The doctor left and moments later, the nurse came back in carrying a small plastic bag full of velcro strips. The harness. She laid it out on the exam table and put Analie over it, carefully adjusting the straps into place.
Aaaaand I just cried. Joey watched with interest, knowing he’d be the one to have to sort it out if something went wrong when I took it off to change her outfit or something. Analie? She was wide-eyed and looking around at everything but the brace. She did not care a single bit that she was all hiked up into a frog-leg position and wearing bulky velcro all around her little body.
The nurse had me pick her up when the brace was adjusted, and I instantly hated the feeling of scratchy velcro strips where there should be soft babiness. But only for 4-6 weeks, right? And then I can have my soft, snuggly baby back. Analie cuddled in right under my chin, like always, and I patted her back while trying to ignore the big velcro X that covered most of it.
After the harness was on, the nurse left for a moment and said the doctor would be back in to check the positions and mark where we should be putting the velcro.
“We should call the harness Frank,” Joey said.
I sniffled and rubbed cheeks with Analie. They are still soft and not affected by the harness, at least. ”Ok,” I said.
All in all, the only one who fared badly at the orthopedic doc was me. But I had kind of been expecting that, which was the primary reason why I didn’t bother to put any makeup on this morning. We’ll go back next Wednesday to re-check things. I am hoping by then we’ll just be able to back off to wearing it only at night.

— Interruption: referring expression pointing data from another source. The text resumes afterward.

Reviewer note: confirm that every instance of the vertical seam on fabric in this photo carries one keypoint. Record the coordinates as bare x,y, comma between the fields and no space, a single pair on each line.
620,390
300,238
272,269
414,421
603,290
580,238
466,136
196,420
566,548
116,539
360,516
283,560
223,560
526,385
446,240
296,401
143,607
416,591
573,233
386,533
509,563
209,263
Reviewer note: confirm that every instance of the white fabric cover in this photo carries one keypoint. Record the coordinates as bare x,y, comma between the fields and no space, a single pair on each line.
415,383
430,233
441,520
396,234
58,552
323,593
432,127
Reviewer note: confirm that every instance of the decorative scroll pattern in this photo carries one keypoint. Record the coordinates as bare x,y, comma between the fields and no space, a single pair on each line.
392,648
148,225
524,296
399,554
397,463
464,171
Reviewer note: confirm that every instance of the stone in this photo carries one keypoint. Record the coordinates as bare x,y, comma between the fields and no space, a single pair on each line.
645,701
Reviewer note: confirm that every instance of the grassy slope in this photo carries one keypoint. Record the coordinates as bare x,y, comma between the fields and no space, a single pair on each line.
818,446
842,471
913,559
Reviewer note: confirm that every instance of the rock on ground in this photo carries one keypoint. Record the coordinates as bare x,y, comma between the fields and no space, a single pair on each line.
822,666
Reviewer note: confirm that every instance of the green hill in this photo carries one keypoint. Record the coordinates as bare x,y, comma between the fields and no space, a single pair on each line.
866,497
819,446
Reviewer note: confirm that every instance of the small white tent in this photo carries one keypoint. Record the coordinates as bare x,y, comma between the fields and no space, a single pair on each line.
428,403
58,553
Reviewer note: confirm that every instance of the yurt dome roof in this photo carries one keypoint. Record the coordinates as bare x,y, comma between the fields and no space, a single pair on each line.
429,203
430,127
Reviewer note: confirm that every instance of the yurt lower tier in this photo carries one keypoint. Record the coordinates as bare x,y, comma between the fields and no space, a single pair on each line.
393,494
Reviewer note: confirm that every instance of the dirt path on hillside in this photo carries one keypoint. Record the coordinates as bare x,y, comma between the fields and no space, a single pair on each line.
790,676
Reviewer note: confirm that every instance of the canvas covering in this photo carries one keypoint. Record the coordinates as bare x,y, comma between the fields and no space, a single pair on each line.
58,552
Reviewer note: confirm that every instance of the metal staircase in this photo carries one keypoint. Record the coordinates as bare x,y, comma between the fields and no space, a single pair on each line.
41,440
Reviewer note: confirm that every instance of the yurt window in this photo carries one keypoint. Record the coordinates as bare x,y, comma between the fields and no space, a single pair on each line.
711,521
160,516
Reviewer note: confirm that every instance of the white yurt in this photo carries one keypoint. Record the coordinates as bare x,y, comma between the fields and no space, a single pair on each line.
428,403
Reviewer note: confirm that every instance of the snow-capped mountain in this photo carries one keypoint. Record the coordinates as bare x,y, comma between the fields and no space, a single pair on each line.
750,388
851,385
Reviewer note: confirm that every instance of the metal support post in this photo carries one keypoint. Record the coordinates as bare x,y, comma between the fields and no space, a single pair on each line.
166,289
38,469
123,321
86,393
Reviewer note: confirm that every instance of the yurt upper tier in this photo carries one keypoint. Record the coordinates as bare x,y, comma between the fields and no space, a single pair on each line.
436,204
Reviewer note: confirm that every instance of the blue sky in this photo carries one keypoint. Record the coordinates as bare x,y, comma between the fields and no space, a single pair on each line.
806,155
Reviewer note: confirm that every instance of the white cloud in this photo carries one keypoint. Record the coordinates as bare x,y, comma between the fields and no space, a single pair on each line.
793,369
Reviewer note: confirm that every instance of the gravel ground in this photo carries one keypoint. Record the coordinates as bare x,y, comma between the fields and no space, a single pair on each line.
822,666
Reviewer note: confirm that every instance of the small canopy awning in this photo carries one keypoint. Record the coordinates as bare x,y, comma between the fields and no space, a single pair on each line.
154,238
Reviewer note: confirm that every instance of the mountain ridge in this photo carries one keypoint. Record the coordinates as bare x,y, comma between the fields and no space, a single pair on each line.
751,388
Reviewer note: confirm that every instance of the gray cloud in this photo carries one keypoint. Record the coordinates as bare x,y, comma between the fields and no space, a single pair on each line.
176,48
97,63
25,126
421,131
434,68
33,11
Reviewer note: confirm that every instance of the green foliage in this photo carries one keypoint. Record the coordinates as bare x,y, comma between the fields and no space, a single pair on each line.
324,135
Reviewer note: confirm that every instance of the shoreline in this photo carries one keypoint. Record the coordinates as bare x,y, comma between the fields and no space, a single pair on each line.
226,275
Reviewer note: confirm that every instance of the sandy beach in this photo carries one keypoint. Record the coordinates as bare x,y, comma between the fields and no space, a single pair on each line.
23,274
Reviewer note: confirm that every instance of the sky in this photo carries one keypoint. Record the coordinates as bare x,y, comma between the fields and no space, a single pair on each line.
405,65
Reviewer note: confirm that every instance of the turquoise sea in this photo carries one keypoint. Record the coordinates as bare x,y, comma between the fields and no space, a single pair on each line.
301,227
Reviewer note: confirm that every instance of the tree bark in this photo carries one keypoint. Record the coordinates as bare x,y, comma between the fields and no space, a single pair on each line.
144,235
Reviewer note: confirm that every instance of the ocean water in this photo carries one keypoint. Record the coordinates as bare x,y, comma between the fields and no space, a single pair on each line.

I’m thankful that we are able to fix the problem, and I’m thankful that they caught it early. I just hate the thought that random people are going to look at Analie and wonder what’s wrong with her.
She’s asleep right now, and I’ve kept her wrapped up in a swaddle blanket all day. Because every time I look at the harness I just burst into tears. All this crying is almost getting humorous; well, for everyone except for me, that is.